I intended, of course to take my youngest along. I was a good mother.
Of course I tremble when I think how close we were, my boy and I. And life had a lot more to give us and ask us, both of us.
My friend the doctor gave me a remedy. I had no belief it could work, but I took it.
And the sun came out in my heart.
It was April, the season of rains and flowers, and birthday celebrations. I sort of count one of my own birthdays from April onwards, not from my actual date of birth. Sort of "welcome back to life". It's a private celebration--but I'm glad to mark it.
(photo was taken in a long ago April. I'm showing my daughter how elegant it might be to wear four o'clock blossoms on one's nose)
4 Comments:
I'm glad you chose to stay. And I think there are many many others who feel the same way.

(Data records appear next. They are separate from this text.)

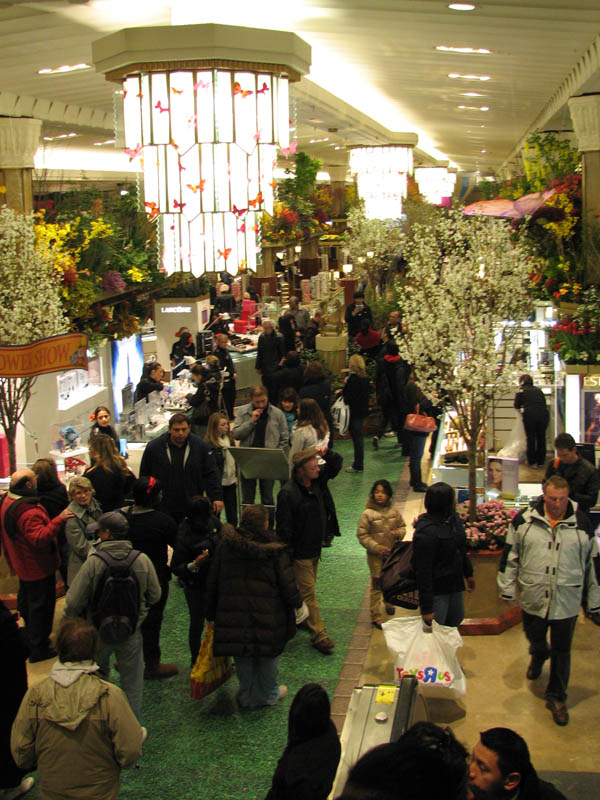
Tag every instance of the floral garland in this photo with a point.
(488, 530)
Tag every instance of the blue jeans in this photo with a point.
(258, 681)
(449, 609)
(355, 428)
(130, 655)
(416, 449)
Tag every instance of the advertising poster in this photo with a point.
(502, 476)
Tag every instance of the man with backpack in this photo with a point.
(114, 588)
(28, 538)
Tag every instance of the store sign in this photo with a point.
(176, 310)
(55, 354)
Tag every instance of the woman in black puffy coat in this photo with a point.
(309, 762)
(440, 558)
(197, 539)
(252, 595)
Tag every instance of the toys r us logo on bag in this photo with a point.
(427, 675)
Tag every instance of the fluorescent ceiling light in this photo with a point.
(465, 50)
(469, 77)
(64, 68)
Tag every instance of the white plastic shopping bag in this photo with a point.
(430, 656)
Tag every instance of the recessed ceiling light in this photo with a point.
(469, 77)
(448, 49)
(64, 68)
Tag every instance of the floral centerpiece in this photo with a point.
(576, 337)
(301, 210)
(490, 526)
(104, 252)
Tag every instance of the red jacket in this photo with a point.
(33, 553)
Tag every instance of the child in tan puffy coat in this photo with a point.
(380, 525)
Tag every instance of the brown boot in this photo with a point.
(157, 671)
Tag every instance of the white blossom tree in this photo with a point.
(463, 297)
(31, 309)
(382, 238)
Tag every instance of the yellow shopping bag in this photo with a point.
(209, 671)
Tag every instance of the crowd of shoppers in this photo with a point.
(250, 580)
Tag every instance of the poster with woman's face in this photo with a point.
(591, 416)
(503, 476)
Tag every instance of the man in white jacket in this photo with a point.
(551, 556)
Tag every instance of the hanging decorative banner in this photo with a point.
(55, 354)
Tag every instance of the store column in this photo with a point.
(585, 114)
(337, 176)
(19, 139)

I will second that. I am also glad you stayed. April is my only child's birth month. Now it is the month of one of my dogs death. Thank you for your kind words about Atlas. I really do appreciate it.

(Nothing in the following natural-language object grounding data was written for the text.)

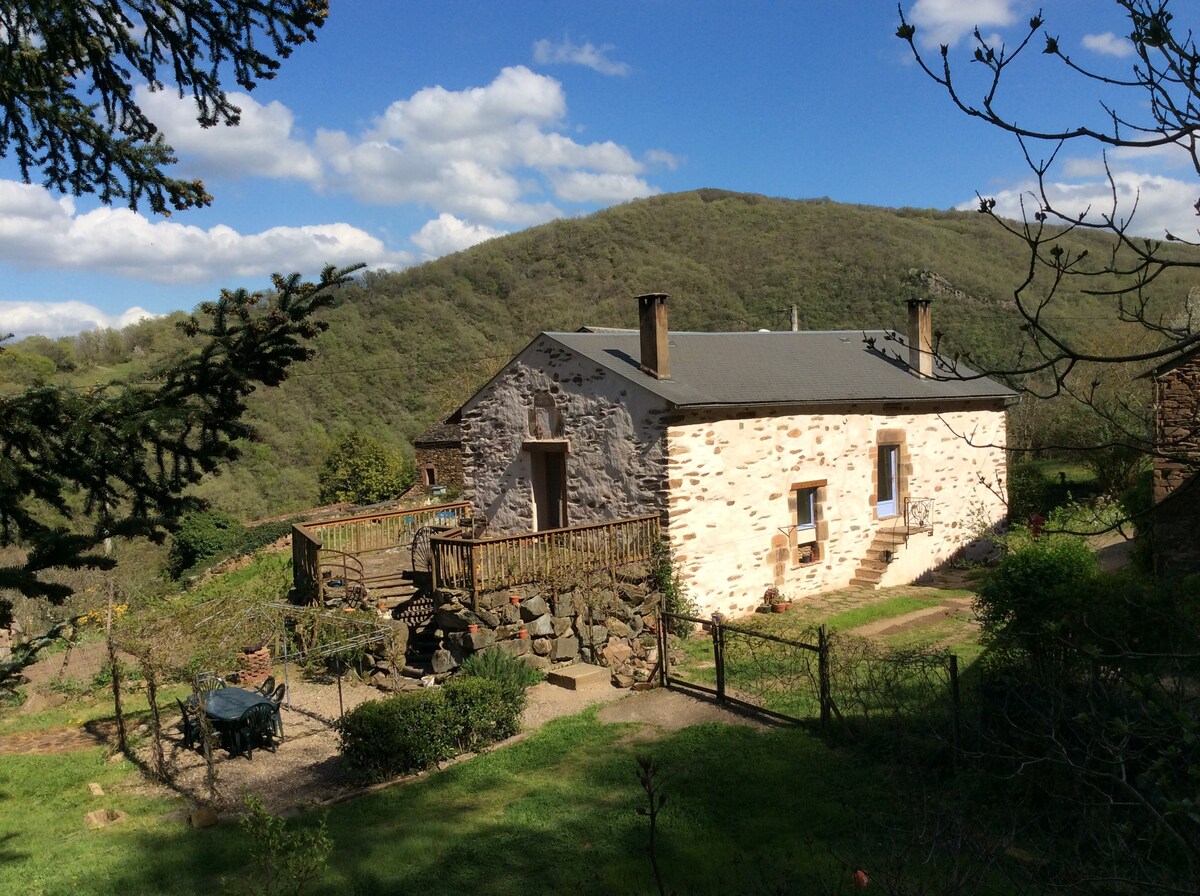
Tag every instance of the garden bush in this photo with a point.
(202, 535)
(408, 732)
(1029, 601)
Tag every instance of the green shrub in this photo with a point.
(1027, 602)
(413, 731)
(408, 732)
(481, 709)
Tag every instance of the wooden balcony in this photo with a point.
(556, 554)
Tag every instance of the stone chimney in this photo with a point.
(652, 320)
(921, 338)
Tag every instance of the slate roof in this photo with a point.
(779, 368)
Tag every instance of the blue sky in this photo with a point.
(412, 130)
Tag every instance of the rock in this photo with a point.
(487, 618)
(616, 653)
(103, 816)
(204, 817)
(534, 607)
(537, 662)
(564, 605)
(514, 647)
(617, 629)
(480, 639)
(565, 648)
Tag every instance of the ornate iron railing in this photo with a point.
(505, 561)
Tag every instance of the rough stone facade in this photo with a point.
(726, 483)
(612, 437)
(438, 459)
(606, 619)
(1176, 516)
(733, 486)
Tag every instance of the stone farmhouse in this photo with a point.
(808, 461)
(1176, 485)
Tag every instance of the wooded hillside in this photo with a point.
(406, 348)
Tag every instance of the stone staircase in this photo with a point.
(887, 543)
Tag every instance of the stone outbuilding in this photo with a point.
(808, 461)
(1175, 518)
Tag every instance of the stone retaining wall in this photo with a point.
(607, 620)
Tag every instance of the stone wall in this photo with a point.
(1176, 426)
(612, 436)
(1176, 492)
(733, 494)
(605, 620)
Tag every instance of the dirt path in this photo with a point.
(951, 607)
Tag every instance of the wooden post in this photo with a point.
(955, 719)
(823, 675)
(719, 656)
(664, 648)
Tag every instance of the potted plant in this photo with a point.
(775, 599)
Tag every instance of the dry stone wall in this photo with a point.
(605, 619)
(732, 481)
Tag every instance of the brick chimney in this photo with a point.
(921, 338)
(652, 320)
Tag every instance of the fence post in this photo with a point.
(664, 648)
(823, 675)
(719, 656)
(955, 719)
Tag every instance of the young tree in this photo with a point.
(67, 101)
(364, 470)
(1149, 104)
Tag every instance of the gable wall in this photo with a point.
(615, 437)
(1176, 412)
(732, 494)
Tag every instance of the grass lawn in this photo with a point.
(556, 812)
(762, 811)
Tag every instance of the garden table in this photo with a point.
(227, 708)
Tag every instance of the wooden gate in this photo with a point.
(780, 678)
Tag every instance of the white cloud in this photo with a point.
(262, 145)
(487, 155)
(948, 20)
(36, 232)
(588, 54)
(1109, 44)
(55, 319)
(1163, 204)
(447, 234)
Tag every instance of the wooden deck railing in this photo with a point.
(489, 564)
(360, 535)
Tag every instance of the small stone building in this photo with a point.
(438, 455)
(1175, 518)
(808, 461)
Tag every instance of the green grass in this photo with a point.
(555, 813)
(887, 608)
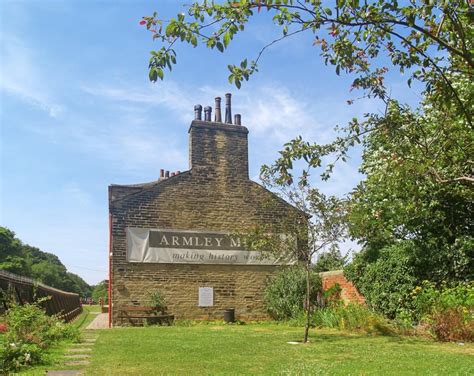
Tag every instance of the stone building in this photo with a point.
(172, 235)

All those moments still existing in some bubble of lost time: I wonder whether we would keep them all, or eradicate those dark ones, given the choice...
Oh dear. Oh. I know that dark place too well. In ways I live to spite it. I am still too new to life to have it fully behind me, so it haunts me some, taunts me. I'm told it's PTSD. I'm glad we both chose to stay. Especially given what I've learned about Karma, and suicide.

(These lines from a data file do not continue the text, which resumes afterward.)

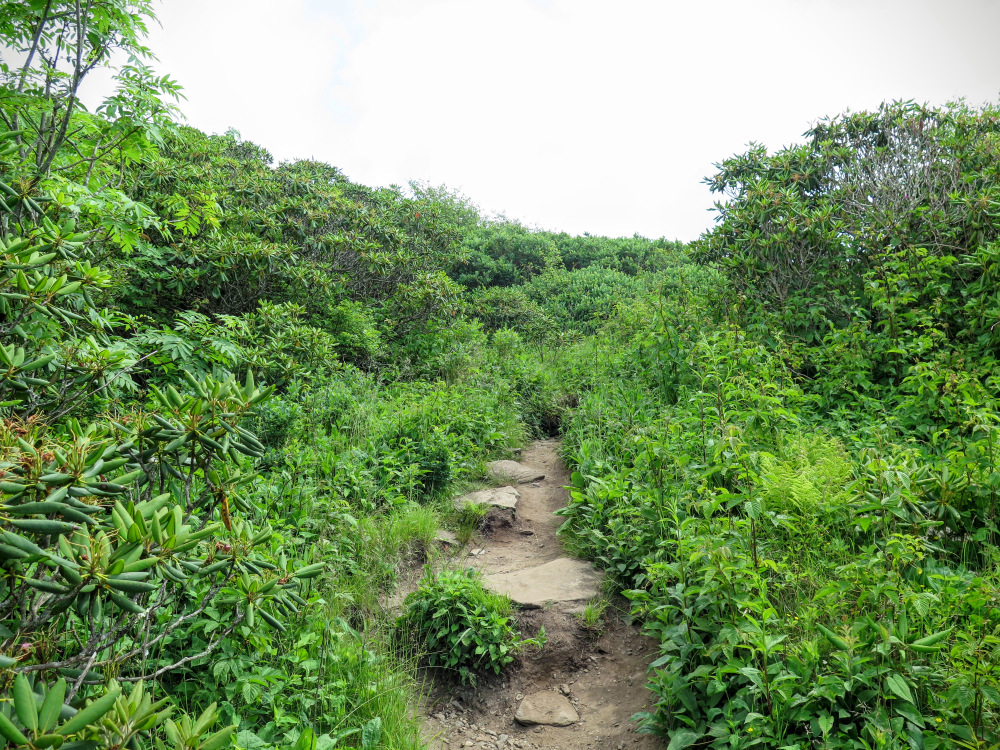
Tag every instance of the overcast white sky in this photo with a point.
(571, 115)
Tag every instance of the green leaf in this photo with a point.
(24, 703)
(897, 685)
(89, 714)
(683, 738)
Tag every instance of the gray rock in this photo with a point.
(512, 471)
(546, 708)
(447, 538)
(498, 497)
(561, 581)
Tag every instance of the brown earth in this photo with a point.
(603, 673)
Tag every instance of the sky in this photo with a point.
(569, 115)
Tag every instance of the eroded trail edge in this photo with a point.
(592, 681)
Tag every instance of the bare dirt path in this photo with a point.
(602, 673)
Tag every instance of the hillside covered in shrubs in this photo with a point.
(237, 396)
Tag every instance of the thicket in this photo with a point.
(790, 465)
(236, 395)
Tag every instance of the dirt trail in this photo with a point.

You see in 1961, at the ripe old age of 22, I ended my life. Bathtub full of warm water, candles everywhere, Jaques Briel on the phonograph, a decent bottle of french wine and I quietly slipped free of corporeal existence. I too was so tired, in so much pain, and just mentally, emotionally and spiritually exhausted that I needed rest and respite from the pain.
In 2005-2006 when I was once again sobbing "I can't . . ." which was the much shortened version of "I can't do this anymore, don't ask me to, I just can't!" My sister, and my therapist lowered a rope and a torch down into the darkness and helped me climb out. When reflecting on what I'd almost done, I had a flash of memory from '61 and remembered how well that worked (it didn't) the last time. It was still a battle, and it wasn't fully until September 1st of '06 that I finally started taking one small step at a time forward. One step, then I'd rest.
Between memory, medication, therapy, and hints of progress I started to work toward life. And towards not getting back to the place of darkness again anytime soon. I also started to work on my inner wounded child, to help her grow, heal, and enjoy the important things, like the sky, water, and so much more. I started working to help her survive, grow and move past the trauma's of her young life.
So despite never having had children of my own like I'd wanted to, I am getting to be a Mom after all. She's be nine this year, we've come a long way. Staying is hard, but I'm still telling myself better than the alternative. Because you see, having lived and found out things were not close to what I'd been lead to believe I of course have a different view.
I'm glad you are still here, that we both are.